|Home | About | Journals | Submit | Contact Us | Français|
High-throughput DNA sequencing approaches have enabled direct interrogation of chromatin samples from mammalian cells. We are beginning to develop a genome-wide description of nuclear function during development, but further data collection, refinement, and integration are needed.
Until recently, the primary motivation for DNA sequencing was a structural one. We wanted to sequence a specific molecule, perhaps a genome, to ‘read’ the information encoded in the DNA sequence. Determination of new genome sequences is still a major activity, and furthermore, sequencing of additional copies of the same genome to identify variation has moved on apace.
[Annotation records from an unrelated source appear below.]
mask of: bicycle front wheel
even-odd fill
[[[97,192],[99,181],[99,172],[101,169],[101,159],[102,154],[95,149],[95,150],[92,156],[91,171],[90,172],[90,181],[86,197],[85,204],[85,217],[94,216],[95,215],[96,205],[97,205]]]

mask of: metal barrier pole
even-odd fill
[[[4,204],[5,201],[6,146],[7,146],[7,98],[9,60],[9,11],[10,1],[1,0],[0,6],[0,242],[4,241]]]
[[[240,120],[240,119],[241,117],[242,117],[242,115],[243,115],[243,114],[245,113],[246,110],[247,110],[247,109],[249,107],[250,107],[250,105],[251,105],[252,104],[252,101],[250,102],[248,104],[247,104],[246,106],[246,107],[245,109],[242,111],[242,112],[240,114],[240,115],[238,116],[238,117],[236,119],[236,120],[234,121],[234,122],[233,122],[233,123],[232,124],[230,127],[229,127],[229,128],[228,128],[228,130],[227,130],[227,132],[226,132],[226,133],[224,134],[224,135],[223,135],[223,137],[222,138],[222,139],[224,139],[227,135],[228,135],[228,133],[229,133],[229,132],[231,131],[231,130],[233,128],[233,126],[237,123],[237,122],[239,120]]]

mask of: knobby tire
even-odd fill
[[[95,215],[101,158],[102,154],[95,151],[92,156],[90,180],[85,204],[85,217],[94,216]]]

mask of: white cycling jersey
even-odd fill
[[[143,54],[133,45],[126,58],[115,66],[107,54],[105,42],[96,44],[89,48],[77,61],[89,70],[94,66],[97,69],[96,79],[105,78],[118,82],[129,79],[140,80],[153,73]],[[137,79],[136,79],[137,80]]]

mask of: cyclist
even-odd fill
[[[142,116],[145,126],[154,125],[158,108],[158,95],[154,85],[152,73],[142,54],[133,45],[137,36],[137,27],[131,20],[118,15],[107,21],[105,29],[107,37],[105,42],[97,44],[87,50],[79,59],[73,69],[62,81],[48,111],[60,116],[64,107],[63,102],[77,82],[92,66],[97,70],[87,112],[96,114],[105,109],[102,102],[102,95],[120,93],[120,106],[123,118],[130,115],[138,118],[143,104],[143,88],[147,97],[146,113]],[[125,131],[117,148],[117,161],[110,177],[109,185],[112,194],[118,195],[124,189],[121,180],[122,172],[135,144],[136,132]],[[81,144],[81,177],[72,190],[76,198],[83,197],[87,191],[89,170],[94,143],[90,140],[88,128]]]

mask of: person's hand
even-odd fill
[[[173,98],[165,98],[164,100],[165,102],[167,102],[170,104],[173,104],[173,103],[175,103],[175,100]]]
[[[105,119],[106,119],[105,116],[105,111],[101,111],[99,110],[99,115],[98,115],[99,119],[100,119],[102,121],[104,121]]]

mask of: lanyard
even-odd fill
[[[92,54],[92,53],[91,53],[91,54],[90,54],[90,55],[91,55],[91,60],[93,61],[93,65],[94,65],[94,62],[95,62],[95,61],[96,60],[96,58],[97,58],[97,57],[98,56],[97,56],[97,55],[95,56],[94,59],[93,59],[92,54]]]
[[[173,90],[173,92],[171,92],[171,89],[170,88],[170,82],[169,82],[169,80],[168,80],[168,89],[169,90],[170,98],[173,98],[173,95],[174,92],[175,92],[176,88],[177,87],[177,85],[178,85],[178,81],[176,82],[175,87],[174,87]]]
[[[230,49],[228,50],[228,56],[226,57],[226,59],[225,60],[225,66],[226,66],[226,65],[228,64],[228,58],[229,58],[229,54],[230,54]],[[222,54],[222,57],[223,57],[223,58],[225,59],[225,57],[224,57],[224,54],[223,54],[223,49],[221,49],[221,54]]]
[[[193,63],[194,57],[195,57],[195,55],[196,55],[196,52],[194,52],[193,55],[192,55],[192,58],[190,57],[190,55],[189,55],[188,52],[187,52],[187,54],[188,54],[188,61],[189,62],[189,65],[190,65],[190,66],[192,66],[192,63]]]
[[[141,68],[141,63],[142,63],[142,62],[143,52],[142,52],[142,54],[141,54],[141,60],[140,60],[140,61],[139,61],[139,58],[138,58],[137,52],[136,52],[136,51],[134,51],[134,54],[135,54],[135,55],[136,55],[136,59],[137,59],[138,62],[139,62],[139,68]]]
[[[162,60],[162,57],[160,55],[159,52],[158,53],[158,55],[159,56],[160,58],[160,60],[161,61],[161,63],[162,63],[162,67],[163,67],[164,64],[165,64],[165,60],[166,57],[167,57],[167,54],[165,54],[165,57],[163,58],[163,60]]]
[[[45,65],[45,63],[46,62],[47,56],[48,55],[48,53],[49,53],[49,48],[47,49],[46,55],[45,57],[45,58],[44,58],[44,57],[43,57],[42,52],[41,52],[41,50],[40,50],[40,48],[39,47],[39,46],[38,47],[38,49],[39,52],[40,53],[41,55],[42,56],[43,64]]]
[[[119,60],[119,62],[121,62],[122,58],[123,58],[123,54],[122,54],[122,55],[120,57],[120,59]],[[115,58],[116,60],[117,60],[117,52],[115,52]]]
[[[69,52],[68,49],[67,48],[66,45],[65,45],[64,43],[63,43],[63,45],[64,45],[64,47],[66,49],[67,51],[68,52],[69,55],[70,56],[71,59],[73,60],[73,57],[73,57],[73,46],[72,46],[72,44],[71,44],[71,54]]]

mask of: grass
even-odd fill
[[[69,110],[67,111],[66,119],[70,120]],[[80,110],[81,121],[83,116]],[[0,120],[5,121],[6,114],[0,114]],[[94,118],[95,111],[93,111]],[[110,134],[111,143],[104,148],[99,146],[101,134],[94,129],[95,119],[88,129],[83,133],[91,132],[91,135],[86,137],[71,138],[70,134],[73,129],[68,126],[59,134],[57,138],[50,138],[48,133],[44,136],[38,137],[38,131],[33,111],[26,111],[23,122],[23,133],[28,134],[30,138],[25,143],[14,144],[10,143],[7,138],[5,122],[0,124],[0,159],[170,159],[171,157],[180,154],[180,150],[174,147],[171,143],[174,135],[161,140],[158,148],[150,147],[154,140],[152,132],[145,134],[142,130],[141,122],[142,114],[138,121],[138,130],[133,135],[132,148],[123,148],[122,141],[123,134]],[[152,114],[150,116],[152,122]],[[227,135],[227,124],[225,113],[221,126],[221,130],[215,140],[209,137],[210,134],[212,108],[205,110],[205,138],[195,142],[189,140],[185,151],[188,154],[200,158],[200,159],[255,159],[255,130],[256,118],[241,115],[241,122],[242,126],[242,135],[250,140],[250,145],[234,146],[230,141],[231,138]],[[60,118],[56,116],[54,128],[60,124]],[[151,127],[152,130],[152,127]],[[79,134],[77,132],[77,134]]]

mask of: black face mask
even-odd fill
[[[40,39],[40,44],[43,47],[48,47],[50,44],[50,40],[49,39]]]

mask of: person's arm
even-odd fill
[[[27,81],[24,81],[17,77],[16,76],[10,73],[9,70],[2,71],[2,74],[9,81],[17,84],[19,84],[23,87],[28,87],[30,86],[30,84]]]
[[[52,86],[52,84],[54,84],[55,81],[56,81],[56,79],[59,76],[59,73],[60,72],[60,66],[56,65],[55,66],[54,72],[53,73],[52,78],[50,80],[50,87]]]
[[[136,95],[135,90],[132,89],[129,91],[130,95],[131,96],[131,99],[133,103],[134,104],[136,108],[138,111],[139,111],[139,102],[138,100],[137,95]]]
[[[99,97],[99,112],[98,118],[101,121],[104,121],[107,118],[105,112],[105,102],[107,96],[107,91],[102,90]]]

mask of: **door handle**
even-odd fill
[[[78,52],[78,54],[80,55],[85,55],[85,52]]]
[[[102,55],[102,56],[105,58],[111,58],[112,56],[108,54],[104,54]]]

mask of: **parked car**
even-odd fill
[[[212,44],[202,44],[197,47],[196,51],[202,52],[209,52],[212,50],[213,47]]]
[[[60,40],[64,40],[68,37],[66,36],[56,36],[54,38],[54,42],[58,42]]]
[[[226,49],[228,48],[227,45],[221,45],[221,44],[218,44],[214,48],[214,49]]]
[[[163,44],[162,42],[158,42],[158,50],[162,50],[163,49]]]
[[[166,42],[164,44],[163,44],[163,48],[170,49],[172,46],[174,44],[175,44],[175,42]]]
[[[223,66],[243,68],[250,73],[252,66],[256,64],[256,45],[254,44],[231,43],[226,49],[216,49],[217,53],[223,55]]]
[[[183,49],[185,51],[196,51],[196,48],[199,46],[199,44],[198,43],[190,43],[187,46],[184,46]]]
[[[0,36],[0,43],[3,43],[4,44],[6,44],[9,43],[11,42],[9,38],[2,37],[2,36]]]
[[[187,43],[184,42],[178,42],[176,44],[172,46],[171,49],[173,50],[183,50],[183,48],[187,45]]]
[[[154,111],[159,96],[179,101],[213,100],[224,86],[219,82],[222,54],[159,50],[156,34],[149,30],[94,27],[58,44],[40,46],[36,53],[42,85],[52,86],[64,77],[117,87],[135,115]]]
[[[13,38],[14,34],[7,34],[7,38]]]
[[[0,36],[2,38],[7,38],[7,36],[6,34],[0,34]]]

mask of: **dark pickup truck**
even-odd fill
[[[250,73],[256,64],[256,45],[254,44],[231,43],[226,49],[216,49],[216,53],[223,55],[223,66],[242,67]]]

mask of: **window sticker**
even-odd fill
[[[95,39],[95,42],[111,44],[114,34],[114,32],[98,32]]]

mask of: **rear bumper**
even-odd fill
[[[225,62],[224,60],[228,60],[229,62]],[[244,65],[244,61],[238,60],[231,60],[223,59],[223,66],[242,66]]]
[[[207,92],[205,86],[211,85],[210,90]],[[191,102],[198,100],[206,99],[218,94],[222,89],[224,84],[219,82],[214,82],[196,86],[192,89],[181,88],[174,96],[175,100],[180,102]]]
However, the availability of extensive genome sequences of the major model organisms, including human , and the development of second-generation high-throughput (HTP) methods and instrumentation for genome sequencing [2,3] have opened up a new area of application: use of DNA sequencing as an analytic method. In this analytic mode, sequencing stands at the evolutionary pinnacle of a line of methods stretching back through DNA microarrays via Southern and Northern blotting to solution hybridisation. For any experimental sample containing nucleic acids, we want to determine the composition, preferably with accurate quantitation. Whereas prior methods depended upon nucleic acid hybridisation producing an analog signal one-step removed from the sequence of the DNA molecules, sequencing offers precise determination of the composition of a nucleic acid mixture and is not restricted to the sequences available on a microarray. Moreover, for complex nucleic acid samples, HTP sequencing generates gigabases of genome-wide sequence from each instrument run, providing quantitative digital information on an acceptable timescale at a cost that facilitates coverage for even large genomes.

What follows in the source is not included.